An Italian security researcher recently revealed details of several vulnerabilities affecting supervisory control and data acquisition (SCADA) systems from multiple vendors.
Luigi Auriemma has released details and proof of concept code for 6 vulnerabilities affecting popular SCADA systems.
SCADA systems provide operations control for critical infrastructure and production networks including manufacturing facilities, refineries, hydroelectric and nuclear power plants.
The vulnerabilities Auriemma discovered could allow remote execution of malicious code by attackers and cause denial of service interruptions on these critical systems.
"Most of the vulnerabilities allow remote code execution, many of them are easy to use,” – said Auriemma. “At least three vendors have released patches, and Rockwell Automation is working on it right now.”
The affected products are:
- Beckhoff TwinCAT ‘TCATSysSrv.exe’ Network Packet Denial of Service Vulnerability
- Rockwell RSLogix Overflow Vulnerability
- Measuresoft ScadaPro Multiple Vulnerabilities
- Cogent DataHub Multiple Vulnerabilities
- AzeoTech DAQFacstory Stack Overflow
- Progea Movicon Multiple Vulnerabilities
SCADA security in a post-Stuxnet environment has been a hot topic this year. Last May security researcher Dillon Beresford cancelled a scheduled presentation at the Takedown Conference on a SCADA exploit proof-of-concept after consulting with representatives from Siemens and the Department of Homeland Security over security concerns.

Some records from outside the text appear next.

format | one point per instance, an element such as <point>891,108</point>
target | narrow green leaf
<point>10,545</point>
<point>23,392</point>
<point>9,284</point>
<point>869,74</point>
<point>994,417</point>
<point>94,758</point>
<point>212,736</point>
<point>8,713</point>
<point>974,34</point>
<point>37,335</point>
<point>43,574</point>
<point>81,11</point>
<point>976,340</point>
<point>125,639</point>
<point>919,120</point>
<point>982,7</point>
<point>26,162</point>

Beresford and his team's work was being described as being akin to a homemade cyber weapon comparable to the infamous Stuxnet virus. Stuxnet is a highly sophisticated designer-virus that wreaks havoc with SCADA systems, and the Stuxnet virus is thought to have caused severe damage to Iranian uranium enrichment facilities which reportedly set back the nation's nuclear program several years.
In March, a separate set of researchers released details on dozens of SCADA systems vulnerabilities, and some of the vulnerabilities could allow attackers access to critical data located in system configuration files, while several others would allow the remote execution of malicious code.
The unprecedented release included thirty-four proof-of-concept exploits for common SCADA software including those produced by Siemens, Iconics, 7-Technologies, Datac, and Control Microsystems.
The vulnerability dump came just one week after Russian security firm Gleg released a tool that attempts to consolidate all known SCADA exploits into one package. The tool, called Agora SCADA+, contained twenty-two modules with eleven zero-day exploits aimed specifically at SCADA system software.